In einem Gespräch mit der Pflegedienstleiterin Eirene Braden wurde geklärt, welche Möglichkeiten musikalischer Inputs in dieser Situation anstelle der wöchentlich stattfindenden „Musikstunde“ umsetzbar und erwünscht wären. Sie bemerkte, dass in der veränderten Situation die einzelnen Wohngruppen mehr Zeit für gemeinsames Singen, Musikhören und Sitztänze hätten. Weiters berichtete sie von der Verwendung neuer Medien durch die Bewohner*innen und einer offenen Haltung gegenüber ungewöhnlicher Inputs und bislang ungeahnter Möglichkeiten.

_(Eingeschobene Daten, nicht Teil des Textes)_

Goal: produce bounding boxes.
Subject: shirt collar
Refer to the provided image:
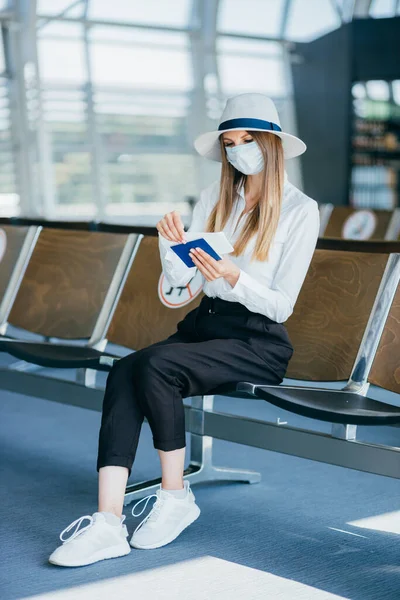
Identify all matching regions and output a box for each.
[238,170,288,200]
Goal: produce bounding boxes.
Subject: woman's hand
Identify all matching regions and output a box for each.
[156,210,186,242]
[189,248,240,287]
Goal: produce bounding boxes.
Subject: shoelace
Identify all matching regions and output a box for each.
[132,494,162,534]
[60,515,93,543]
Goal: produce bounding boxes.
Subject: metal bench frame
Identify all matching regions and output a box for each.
[0,244,400,504]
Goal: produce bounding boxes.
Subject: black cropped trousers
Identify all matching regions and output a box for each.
[97,296,293,474]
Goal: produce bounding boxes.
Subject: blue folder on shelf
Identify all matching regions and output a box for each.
[171,238,221,267]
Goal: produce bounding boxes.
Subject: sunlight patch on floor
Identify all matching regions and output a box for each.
[348,510,400,534]
[29,556,343,600]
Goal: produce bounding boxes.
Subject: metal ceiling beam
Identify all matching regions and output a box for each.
[36,0,84,29]
[353,0,372,19]
[279,0,292,39]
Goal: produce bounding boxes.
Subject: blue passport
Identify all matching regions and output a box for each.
[170,238,221,267]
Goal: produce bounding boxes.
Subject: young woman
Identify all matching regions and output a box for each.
[49,94,319,566]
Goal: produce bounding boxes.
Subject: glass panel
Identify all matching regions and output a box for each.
[218,0,285,37]
[217,37,286,96]
[37,0,85,17]
[89,25,189,49]
[37,20,83,40]
[0,77,19,217]
[90,34,192,91]
[38,38,87,83]
[43,86,94,210]
[89,0,191,27]
[285,0,341,42]
[369,0,397,19]
[392,79,400,106]
[95,88,198,213]
[0,33,6,73]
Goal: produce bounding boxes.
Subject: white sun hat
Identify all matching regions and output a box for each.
[194,94,307,162]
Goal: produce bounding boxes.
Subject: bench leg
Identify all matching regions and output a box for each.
[124,396,261,506]
[75,368,97,387]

Infolge dieses Gesprächs entwickelten wir innerhalb der Lehrveranstaltung „Musizieren mit alten Menschen“ ein Musikvermittlungsformat in Form einer Kurzzeitschrift zum Ausdrucken mit Audio- und Videobespielen zum Abrufen auf einer Cloud. Die „Musikpost“ richtet sich an das Pflegepersonal zur einfachen Umsetzung in der derzeitigen Wohnhaussituation. Einer grafisch ansprechenden Gestaltung wurde bewusst besonderes Augenmerk geschenkt. Die Ausführung erfolgte in einer einladenden Farbigkeit, um die Wahrscheinlichkeit zu erhöhen, dass auch Bewohner*innen die Zeitschrift immer wieder in die Hand nehmen.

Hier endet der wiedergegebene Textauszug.